It’s hard enough to be a kid in the child welfare system with nowhere to call home. Some, though, recently have faced an even tougher challenge: having no residential placement at all.
Susan K. Livio, an investigative reporter for NJ Advance Media, broke the story and sat down with NJ Spotlight News. This interview has been lightly edited.
Joanna Gagis, anchor: What can you tell us about what is happening within the foster care system, where there is this shortage?
Sue Livio: What I’ve been hearing for the last couple months is that the Division of Child Protection and Permanency has had a hard time placing kids with severe behavioral issues, some with autism — mostly teenagers, but some younger. They have had to resort to motels and even using air mattresses in state offices to house some of these kids.
‘Crisis level’
JG: You said it reached “crisis level” when a youth who was staying in an office ended up attacking two employees in Camden. What can you tell us?
SL: That happened a couple of weeks ago. A security adviser and a casework supervisor were injured by a teenage girl who, according to CWA, the union involved, had stayed and had slept in this office before. She had a breakdown or a meltdown, and both workers needed some medical attention. They didn’t need to go to the hospital, but they were injured, and certainly everybody in the office was really shaken up.

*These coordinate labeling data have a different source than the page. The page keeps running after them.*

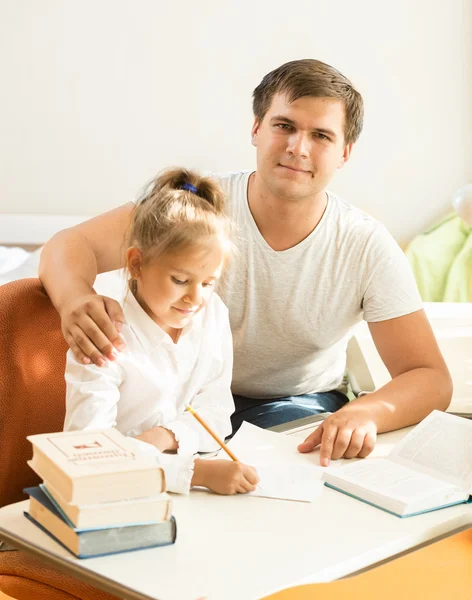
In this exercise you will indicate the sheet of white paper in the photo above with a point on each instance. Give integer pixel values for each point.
(254, 445)
(284, 472)
(288, 482)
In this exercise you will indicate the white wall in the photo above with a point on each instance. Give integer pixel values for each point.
(97, 95)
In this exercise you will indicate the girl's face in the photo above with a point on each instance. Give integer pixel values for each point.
(173, 287)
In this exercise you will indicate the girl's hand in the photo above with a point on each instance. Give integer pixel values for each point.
(224, 476)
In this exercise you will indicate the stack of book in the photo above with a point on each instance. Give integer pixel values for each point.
(99, 495)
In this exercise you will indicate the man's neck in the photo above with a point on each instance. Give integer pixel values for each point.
(283, 223)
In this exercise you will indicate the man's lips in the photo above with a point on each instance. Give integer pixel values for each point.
(295, 169)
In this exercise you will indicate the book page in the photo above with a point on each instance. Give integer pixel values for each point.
(393, 480)
(441, 446)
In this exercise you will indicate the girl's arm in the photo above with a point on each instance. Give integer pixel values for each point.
(92, 395)
(214, 402)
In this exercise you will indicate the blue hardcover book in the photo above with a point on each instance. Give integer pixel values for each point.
(87, 543)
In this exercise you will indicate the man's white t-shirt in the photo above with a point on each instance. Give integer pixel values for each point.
(292, 312)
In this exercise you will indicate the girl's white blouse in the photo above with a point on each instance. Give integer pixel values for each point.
(151, 382)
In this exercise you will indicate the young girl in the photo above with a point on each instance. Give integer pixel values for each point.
(178, 340)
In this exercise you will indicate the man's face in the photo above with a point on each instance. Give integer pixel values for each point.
(300, 145)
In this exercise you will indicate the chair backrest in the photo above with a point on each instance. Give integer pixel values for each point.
(32, 386)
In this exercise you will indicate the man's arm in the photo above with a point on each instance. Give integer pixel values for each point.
(420, 383)
(70, 262)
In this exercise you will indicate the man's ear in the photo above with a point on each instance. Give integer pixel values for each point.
(255, 131)
(345, 156)
(134, 261)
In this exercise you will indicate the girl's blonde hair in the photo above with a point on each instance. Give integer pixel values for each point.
(178, 209)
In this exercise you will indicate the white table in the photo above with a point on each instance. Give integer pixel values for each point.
(230, 548)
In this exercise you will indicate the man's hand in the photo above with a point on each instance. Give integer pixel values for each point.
(91, 327)
(348, 433)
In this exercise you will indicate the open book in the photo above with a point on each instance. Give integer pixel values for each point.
(430, 468)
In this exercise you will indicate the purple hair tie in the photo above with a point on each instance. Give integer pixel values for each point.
(189, 187)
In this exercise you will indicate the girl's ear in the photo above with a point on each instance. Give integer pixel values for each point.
(134, 260)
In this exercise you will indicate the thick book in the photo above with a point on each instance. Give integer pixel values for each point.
(88, 467)
(111, 514)
(430, 468)
(87, 543)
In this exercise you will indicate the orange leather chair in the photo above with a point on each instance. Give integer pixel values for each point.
(32, 393)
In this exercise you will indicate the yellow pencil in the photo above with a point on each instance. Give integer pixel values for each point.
(217, 439)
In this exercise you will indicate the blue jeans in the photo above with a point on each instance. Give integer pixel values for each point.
(274, 411)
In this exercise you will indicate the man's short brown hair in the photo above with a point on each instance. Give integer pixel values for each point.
(309, 77)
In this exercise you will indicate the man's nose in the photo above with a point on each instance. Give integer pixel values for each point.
(299, 144)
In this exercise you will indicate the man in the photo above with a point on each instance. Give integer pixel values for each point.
(309, 267)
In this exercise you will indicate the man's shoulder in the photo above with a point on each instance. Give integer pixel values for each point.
(352, 213)
(351, 219)
(233, 182)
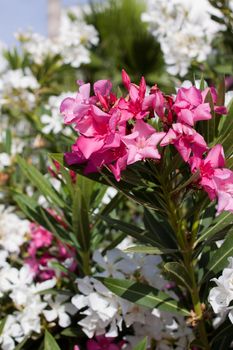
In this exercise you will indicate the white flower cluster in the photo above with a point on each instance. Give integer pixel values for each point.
(73, 42)
(104, 313)
(13, 231)
(29, 305)
(17, 284)
(17, 143)
(221, 296)
(52, 119)
(18, 85)
(184, 29)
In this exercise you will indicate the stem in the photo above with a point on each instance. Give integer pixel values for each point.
(187, 250)
(86, 266)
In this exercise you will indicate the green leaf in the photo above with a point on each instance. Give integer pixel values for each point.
(131, 230)
(179, 274)
(142, 345)
(219, 260)
(222, 331)
(220, 222)
(38, 180)
(159, 230)
(8, 141)
(191, 179)
(80, 220)
(2, 324)
(143, 295)
(143, 249)
(49, 342)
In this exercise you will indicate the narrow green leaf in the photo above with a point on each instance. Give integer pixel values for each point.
(131, 230)
(192, 178)
(179, 274)
(219, 259)
(143, 249)
(38, 180)
(49, 342)
(80, 220)
(220, 222)
(2, 324)
(8, 141)
(159, 230)
(143, 295)
(142, 345)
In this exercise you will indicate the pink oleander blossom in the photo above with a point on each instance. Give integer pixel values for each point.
(190, 106)
(186, 140)
(109, 132)
(216, 180)
(142, 142)
(103, 343)
(43, 249)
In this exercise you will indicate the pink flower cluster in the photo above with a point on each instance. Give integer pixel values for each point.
(43, 249)
(118, 131)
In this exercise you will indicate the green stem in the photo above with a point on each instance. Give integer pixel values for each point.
(187, 250)
(86, 266)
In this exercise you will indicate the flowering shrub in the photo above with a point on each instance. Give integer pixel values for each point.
(123, 240)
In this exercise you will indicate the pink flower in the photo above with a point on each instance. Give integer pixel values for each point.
(223, 179)
(213, 92)
(103, 343)
(190, 107)
(74, 109)
(186, 140)
(216, 180)
(207, 168)
(40, 237)
(142, 142)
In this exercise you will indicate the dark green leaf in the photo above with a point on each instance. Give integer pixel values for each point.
(219, 260)
(143, 249)
(220, 222)
(143, 295)
(80, 220)
(38, 180)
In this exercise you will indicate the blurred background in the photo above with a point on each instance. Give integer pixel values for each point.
(47, 45)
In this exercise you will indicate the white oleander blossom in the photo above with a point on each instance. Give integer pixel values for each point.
(18, 85)
(72, 44)
(221, 296)
(52, 120)
(59, 309)
(28, 303)
(105, 313)
(13, 230)
(184, 29)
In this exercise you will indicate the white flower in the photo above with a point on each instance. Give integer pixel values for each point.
(53, 120)
(59, 309)
(12, 332)
(5, 160)
(184, 29)
(99, 306)
(73, 42)
(15, 86)
(221, 296)
(13, 230)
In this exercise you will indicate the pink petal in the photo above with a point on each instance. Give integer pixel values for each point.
(216, 157)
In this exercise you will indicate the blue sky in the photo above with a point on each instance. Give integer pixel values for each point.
(23, 14)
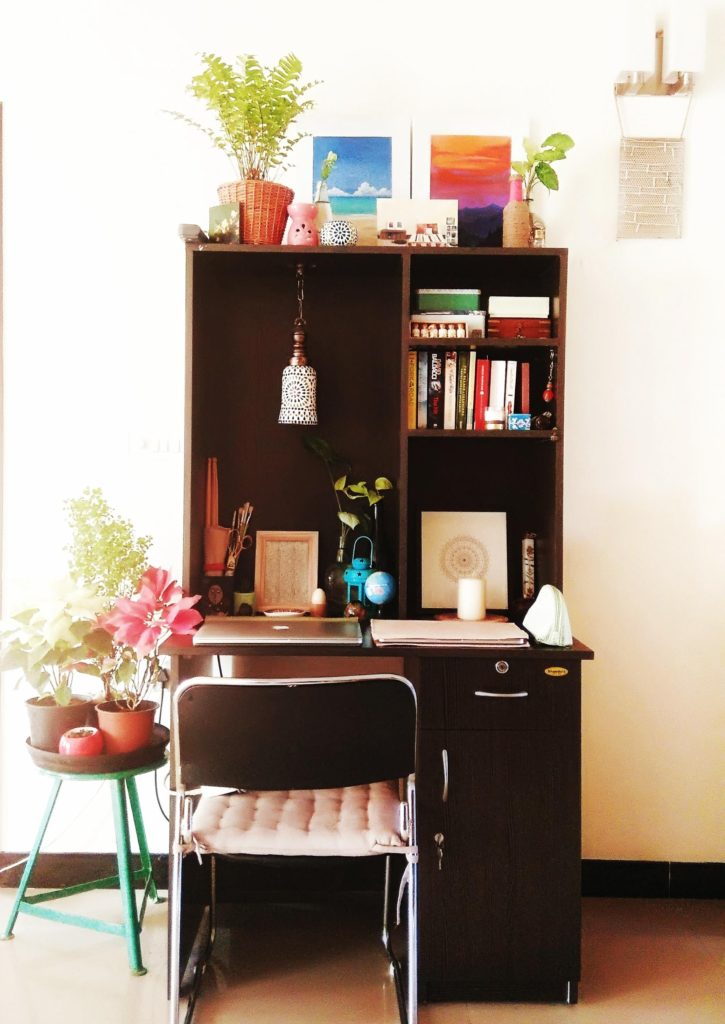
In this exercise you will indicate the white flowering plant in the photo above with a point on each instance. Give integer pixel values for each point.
(47, 641)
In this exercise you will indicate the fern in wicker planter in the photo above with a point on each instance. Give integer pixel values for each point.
(256, 109)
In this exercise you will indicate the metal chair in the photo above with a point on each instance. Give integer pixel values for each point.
(314, 767)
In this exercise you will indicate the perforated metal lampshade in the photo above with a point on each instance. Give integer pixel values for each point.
(299, 381)
(299, 388)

About a dozen years ago there was a near-fatal stabbing in the Camden office, where this was, by a parent who attacked a caseworker. So there were some people who were still around from that time. It was very emotional.
JG: There’s been, over 20 years, court-ordered changes to the way that the system is played out. Why, right now, is there this shortage of the ability to place kids, and placing them, we know, in groups is no longer the recommended approach? What needs to happen, what is going on and what needs to change?
SL: New Jersey’s child welfare system, from 2003 to 2023, was under court supervision for being one of the worst child welfare systems in America for a lot of different reasons. The state, various governors and Legislatures pumped billions of dollars into the system.
One of the things it did was recruit a lot more foster homes and stop using group settings, or at least cut back on them dramatically. Because they knew that this was not great for kids — to live in a place where people come in on shifts, and not having real ties to a family. So there was a philosophy that has continued to this day that the best foster home is one in which your relatives are providing that safe space, or if not them, a stranger foster home who’s trained. The issue has always been: It’s tough to place teenagers, kids with behavioral problems. But the union tells me — and some foster parents have told me — that there has not been a lot of focus on recruiting more foster homes for this tough population.
And in all fairness, this is not unique to New Jersey. The state points out that this is an issue in most states, but here, we have an assault. Here we have kids sleeping in offices, in motels. It’s expensive and not very safe.
Return to group setting?
JG: A representative from the Department of Children and Families did deny that that Camden teen was staying at that office. What do they offer as a solution?
SL: Well, they said that they have been aware of this for a while. They created a task force of national state leaders late last year to take a look at this, to see what the solutions might be. So we know they’re paying attention to it.
But you talk to the union and foster parents, and they say there has to be more involvement from the children’s mental health system, more places willing to accept kids with behavioral deficits and educational delays who could be tough to be placed in a foster home. There should be an expanded view of what it means. One caseworker told me, some of these kids are so traumatized that they’re just not going to make it in a family and that a group setting would actually help some of them, so there should be a variety.
We’ll wait to hear what the commissioner says after the task force has taken a look, but I think you’re going to see a push for more money spent on mental health placements for these kids.